One, speaking anonymously, said: "There's a feeling that the Booker wants to be more cool and sexy. In the past two to three years, the judges seemed to revel in choosing books that are not traditional Booker choices." Another said: "It is no longer clear what a Booker book is."

The publishers' main complaint is that they struggle to identify which books to enter, and find themselves guessing what they think will appeal to a judging panel that changes each year.

There is also a growing feeling that publishing a longlist, a practice introduced in 2001, is futile. Inclusion does not translate into sales, only the shortlist has that effect, yet failure to make the list is like a damning review.

One publisher, who did not want to be named, said: "If your book comes out around the time the longlist is published and you are not on it, you are dead in the water. It's like getting the worst review of your life."

The criticism is shared by Martyn Goff, the prize administrator, who said that the longlist should be kept secret. But he defended the choices of this year's judges and denied there was any wilful attempt to look for more obscure names.

"There are half a dozen major writers who have not been put on the list, but they were discussed at length. There was a feeling they were not quite good enough," he said.

This year, Alan Hollinghurst's The Line of Beauty, David Mitchell's Cloud Atlas and Colm Tóibín's The Master are thought to be certainties for the shortlist, to be announced on Tuesday.

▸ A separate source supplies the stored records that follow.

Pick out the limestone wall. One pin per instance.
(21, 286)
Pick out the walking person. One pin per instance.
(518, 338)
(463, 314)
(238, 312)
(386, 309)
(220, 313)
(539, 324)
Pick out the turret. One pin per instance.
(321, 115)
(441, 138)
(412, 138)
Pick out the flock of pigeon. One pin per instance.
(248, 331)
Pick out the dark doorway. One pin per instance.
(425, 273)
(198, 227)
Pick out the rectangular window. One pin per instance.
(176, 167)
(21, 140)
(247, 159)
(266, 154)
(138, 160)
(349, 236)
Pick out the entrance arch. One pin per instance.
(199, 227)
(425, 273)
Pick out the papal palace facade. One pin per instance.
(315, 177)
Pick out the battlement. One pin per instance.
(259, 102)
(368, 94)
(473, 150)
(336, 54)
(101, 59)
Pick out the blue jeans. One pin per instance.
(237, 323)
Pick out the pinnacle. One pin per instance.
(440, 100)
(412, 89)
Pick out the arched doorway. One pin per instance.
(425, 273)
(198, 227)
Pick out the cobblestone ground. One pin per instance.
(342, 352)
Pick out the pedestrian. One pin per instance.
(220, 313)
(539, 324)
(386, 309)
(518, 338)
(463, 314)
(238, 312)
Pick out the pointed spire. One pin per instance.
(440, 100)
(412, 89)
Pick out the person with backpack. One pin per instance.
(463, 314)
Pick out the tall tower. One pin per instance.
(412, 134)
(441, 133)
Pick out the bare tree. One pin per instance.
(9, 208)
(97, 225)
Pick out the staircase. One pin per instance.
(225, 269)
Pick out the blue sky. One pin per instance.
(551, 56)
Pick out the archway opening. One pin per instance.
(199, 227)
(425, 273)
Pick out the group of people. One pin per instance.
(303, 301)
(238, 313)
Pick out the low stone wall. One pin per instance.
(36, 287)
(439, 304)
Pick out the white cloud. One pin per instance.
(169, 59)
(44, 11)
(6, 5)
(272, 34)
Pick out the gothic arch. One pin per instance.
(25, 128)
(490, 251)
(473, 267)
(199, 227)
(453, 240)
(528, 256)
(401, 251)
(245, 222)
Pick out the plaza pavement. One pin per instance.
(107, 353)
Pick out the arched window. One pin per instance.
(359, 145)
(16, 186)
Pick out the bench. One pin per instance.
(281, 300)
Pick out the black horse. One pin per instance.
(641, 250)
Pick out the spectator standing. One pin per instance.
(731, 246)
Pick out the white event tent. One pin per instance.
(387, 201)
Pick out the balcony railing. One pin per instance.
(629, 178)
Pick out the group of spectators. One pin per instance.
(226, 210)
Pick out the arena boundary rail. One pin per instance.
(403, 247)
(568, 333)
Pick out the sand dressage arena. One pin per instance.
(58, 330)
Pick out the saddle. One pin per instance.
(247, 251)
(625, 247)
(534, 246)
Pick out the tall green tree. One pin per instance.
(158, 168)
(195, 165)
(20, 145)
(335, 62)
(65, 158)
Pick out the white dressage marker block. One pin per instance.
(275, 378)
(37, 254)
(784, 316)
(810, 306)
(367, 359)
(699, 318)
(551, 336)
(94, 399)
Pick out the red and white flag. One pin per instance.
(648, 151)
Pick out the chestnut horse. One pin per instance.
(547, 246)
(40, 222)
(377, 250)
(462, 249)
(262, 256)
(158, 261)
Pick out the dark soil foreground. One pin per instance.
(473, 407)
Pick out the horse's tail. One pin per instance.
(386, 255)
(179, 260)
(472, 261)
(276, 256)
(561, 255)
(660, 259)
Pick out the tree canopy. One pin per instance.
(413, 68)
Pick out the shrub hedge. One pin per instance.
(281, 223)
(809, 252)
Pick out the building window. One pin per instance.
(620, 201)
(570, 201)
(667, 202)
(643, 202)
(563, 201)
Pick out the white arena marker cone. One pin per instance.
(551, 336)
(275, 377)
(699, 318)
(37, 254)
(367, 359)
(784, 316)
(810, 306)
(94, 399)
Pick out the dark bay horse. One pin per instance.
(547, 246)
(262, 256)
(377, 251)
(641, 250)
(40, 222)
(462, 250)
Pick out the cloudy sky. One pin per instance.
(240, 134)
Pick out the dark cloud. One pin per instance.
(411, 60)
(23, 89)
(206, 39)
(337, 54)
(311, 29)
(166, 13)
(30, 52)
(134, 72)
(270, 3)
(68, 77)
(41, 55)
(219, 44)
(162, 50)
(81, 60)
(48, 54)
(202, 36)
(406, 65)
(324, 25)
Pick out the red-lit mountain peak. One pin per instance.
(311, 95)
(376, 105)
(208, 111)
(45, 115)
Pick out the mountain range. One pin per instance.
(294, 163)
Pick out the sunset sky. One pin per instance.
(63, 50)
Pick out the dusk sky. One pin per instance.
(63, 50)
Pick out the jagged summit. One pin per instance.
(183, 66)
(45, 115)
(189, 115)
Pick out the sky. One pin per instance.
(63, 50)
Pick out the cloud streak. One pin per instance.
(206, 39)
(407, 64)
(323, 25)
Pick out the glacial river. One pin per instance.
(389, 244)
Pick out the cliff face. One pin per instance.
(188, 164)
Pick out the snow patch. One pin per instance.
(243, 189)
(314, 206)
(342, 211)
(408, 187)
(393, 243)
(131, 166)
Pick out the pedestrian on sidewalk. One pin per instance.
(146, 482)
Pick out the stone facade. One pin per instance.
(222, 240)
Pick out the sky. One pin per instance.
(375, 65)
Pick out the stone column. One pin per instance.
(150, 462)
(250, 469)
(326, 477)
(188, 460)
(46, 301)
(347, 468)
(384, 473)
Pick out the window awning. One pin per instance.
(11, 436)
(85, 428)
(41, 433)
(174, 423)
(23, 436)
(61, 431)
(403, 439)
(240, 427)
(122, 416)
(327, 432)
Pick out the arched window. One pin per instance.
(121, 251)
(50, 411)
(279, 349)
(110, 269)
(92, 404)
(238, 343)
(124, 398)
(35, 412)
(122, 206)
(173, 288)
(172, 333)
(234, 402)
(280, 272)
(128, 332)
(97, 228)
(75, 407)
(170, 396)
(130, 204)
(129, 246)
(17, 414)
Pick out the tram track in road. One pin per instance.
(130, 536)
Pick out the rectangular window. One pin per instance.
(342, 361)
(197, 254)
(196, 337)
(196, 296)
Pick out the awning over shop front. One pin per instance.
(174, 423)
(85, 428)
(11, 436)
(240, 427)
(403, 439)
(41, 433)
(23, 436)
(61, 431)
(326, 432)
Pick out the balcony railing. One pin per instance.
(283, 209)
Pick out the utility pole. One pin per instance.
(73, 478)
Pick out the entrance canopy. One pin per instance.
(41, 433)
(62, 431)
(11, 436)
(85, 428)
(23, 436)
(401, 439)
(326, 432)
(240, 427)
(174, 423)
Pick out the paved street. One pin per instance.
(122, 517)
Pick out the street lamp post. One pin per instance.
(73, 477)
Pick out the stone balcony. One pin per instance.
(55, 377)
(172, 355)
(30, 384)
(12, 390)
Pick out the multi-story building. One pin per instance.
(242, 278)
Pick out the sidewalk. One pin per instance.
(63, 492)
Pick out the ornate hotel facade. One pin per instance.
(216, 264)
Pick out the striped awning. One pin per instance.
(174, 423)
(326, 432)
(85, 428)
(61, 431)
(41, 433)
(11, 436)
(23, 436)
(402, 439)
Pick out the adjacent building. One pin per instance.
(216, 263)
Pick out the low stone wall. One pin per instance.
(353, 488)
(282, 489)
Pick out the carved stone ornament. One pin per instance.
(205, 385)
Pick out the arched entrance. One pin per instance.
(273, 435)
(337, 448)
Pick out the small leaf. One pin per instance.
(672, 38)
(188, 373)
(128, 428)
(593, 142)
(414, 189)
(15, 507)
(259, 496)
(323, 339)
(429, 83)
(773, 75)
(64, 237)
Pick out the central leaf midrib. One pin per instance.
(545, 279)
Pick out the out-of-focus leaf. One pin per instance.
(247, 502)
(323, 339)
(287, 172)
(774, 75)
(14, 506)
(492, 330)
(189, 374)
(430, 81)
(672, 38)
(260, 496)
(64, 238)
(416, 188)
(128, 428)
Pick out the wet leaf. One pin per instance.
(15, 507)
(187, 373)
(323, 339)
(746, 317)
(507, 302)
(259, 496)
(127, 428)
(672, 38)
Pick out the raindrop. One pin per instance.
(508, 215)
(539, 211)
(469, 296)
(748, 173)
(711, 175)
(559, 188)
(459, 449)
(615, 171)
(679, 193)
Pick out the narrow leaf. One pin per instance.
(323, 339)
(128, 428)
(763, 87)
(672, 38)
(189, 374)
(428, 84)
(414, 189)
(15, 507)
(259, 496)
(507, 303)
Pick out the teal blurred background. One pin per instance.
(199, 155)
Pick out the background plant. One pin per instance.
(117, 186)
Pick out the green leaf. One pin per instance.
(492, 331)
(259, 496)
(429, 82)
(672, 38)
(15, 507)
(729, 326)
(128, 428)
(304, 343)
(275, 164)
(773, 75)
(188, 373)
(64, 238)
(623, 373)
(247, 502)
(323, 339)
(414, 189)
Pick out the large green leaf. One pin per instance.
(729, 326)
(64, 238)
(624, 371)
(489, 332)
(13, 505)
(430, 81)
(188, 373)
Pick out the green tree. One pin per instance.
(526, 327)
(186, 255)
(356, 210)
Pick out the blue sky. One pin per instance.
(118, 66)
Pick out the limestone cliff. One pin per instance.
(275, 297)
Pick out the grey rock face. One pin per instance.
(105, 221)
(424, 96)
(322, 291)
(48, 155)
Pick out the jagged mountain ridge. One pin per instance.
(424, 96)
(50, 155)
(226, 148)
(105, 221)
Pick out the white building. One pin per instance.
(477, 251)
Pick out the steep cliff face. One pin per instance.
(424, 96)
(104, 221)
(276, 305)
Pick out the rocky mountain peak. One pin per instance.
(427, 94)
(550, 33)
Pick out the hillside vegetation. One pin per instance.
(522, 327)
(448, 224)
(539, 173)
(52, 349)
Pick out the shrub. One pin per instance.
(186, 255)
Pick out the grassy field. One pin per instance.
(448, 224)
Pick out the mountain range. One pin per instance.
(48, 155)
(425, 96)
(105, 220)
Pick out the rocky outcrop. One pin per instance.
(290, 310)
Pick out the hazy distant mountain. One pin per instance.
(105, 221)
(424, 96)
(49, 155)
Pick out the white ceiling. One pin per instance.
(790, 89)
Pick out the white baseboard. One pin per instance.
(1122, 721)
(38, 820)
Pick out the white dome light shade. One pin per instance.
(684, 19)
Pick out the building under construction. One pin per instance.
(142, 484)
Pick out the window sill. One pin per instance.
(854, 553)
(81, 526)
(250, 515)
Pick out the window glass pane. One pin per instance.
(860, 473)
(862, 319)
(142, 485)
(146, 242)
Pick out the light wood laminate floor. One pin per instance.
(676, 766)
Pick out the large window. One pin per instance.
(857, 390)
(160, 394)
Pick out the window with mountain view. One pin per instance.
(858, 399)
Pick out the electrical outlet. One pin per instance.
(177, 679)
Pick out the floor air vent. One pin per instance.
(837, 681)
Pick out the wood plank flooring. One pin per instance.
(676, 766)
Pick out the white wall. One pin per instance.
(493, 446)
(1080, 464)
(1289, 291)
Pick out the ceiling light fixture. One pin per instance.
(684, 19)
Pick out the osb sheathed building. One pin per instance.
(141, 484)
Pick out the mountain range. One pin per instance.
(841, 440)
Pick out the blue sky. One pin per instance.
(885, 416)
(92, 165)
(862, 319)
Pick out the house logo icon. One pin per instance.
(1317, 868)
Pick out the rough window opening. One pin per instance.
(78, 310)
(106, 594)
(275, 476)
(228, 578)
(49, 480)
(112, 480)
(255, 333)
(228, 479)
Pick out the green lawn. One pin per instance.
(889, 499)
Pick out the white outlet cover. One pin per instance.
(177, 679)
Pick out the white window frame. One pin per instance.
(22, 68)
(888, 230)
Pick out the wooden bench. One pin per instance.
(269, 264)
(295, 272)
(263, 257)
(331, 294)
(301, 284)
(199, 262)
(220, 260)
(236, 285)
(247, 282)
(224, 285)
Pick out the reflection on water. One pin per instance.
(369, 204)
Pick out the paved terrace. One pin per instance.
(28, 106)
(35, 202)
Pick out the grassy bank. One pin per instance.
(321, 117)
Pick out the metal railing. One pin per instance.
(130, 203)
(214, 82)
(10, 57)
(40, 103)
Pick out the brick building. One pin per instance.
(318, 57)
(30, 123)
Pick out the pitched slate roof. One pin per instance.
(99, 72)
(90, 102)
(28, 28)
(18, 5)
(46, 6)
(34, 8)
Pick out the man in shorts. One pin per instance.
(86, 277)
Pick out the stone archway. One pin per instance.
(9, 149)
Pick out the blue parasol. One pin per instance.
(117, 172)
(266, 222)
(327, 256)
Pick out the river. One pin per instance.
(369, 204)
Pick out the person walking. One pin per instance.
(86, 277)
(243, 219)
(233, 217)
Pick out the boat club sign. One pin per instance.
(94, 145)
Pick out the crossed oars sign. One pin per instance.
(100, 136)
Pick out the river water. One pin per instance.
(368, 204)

Clarke's tale is a 12-1 shot to take the prize on 19 October. She spent 10 years on the book, which stitches magical influences into 19th-century historical events. It is in the New York Times bestseller list's top 10 within two weeks of its US publication.

Interest has led to approaches from US producers, although no deals have yet been struck.

David Lodge, 69, emeritus professor of English at the University of Birmingham, is known for novels including Nice Work and Small World. His writing often reflect his working-class Catholic background and life in the world of academia. He won the Whitbread Book of the Year prize in 1980 for How Far Can You Go?

Louis de Bernières, 49, found international acclaim and an international audience for his breakthrough novel Captain Corelli's Mandolin, which was turned into a movie starring Nicolas Cage. His early career included spells landscape gardening and teaching English in Colombia, which have inspired several of his other novels.

Jonathan Coe, 43, made his name with What a Carve Up in 1994, a tale of 1980s greed, and found further acclaim with The House of Sleep. His novel The Rotter's Club, about growing up in the 1970s, is being adapted by the BBC for a three-part drama.

V S Naipaul, 72, a Nobel Prize for Literature laureate, first achieved fame with his novel A House for Mr Biswas, portraying one man's search for autonomy in post-colonial Trinidad, his birthplace. His other books include The Loss of El Dorado and In a Free State. He was knighted in 1990.

FOUR TO WATCH

Cloud Atlas, by David Mitchell (Sceptre)

Mitchell's third novel is more mind-boggling than his last, 2001's Booker-shortlisted Number9Dream. It features six interlocking narratives that run from the 19th century to the far future and back again. It's gloriously inventive and dazzlingly virtuosic.

The Line of Beauty, by Alan Hollinghurst (Picador)

Brideshead Revisited gets an Eighties makeover. Nick, a lower-middle-class graduate, attaches himself to the family of a wealthy Tory MP after falling in love with his son at college. One minute dancing with Margaret Thatcher at a party, the next cruising for men at Hampstead ponds, he is the perfect mouthpiece for an elegant satire.

Havoc in its Third Year, by Ronan Bennett (Bloomsbury)

Historical fiction at its peak: the Puritans have tightened their grip on the land, but in a pocket of northern England some still secretly cling to their Catholic faith. The honest but flawed recusant John Brigge becomes the focus of suspicion in a taut, Crucible-style fable of human weakness and malice.

Clear, by Nicola Barker (4th Estate)

David Blaine is suspended in a box near Tower Bridge. Two misfits who have come to gawp pursue an edgy and one-sided romance while discussing footwear, Westerns, Kafka and Dizzee Rascal. Hilarious, witty and absolutely of the moment.